The turning point came when Trump made deeply inappropriate comments following the tragic deaths of legendary filmmaker Rob Reiner and his wife Michele, murdered in what Newsom's offensive remarks attributed to Reiner's supposed 'Trump Derangement Syndrome'—a comment that transcended satire and ventured into the genuinely disturbing.

Republican Congressman Don Bacon called Trump's remarks 'not Presidential', whilst Rep. Mike Lawler branded them 'wrong', describing the Reiners' deaths as 'a horrible tragedy that should engender sympathy and compassion from everyone in our country'.

These reactions reveal something critical: Trump's ability to maintain support even among his own party is beginning to fray. When Republicans publicly rebuke you for comments made about murdered Americans, the political ground has shifted fundamentally. Newsom's timing was therefore shrewd—he struck when Trump was already showing signs of instability.

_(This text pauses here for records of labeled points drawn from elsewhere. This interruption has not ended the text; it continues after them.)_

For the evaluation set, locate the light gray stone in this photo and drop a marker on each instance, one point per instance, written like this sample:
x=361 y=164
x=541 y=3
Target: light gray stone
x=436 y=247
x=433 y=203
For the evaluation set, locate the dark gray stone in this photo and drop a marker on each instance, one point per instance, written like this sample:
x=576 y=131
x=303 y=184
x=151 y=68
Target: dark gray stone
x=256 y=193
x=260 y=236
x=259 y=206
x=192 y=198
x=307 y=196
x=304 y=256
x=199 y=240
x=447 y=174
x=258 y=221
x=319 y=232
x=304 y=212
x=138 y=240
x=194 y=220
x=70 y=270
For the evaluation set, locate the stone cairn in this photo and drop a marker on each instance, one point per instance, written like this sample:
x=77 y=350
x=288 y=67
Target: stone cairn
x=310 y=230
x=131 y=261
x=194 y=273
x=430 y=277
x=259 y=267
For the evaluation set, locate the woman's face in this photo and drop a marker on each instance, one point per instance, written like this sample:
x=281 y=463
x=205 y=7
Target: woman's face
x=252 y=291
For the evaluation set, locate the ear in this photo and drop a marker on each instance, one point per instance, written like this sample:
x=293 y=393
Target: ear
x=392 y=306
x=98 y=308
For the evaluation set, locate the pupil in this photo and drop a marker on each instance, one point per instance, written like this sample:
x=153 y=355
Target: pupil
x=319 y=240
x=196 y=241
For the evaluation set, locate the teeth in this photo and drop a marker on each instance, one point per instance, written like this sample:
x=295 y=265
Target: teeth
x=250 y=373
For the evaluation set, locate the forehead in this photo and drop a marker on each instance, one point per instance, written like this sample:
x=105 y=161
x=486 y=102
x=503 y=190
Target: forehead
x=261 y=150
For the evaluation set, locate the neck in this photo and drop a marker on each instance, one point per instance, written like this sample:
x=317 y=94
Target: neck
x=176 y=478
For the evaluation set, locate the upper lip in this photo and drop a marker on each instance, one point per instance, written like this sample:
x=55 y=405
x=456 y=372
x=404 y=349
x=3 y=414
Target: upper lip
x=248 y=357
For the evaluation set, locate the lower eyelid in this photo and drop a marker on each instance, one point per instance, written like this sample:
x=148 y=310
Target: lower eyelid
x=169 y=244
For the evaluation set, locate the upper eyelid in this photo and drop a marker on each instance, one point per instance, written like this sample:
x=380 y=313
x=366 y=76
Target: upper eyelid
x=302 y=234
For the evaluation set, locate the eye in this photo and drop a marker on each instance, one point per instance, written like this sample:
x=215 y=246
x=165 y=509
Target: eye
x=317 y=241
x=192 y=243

Where This Narrative Leads

Social media users rallied behind Newsom's gambit, with supporters calling it 'absolutely the best one yet' in reference to his recent pattern of daily takedowns of the President. Yet what matters most isn't the witty riposte itself—it's what it signals about the gathering storm. Newsom has effectively reframed the debate from policy to something far more primal: whether Trump is genuinely capable of governing.

Trump has consistently dismissed health concerns, insisting he's 'sharp as ever' and bragging about passing cognitive examinations. But assertions alone carry little weight when your own behaviour contradicts them. For Newsom, the goal is clear: ensure the 2026 midterms are a referendum not just on the party, but on the 'stability' of the man at the top.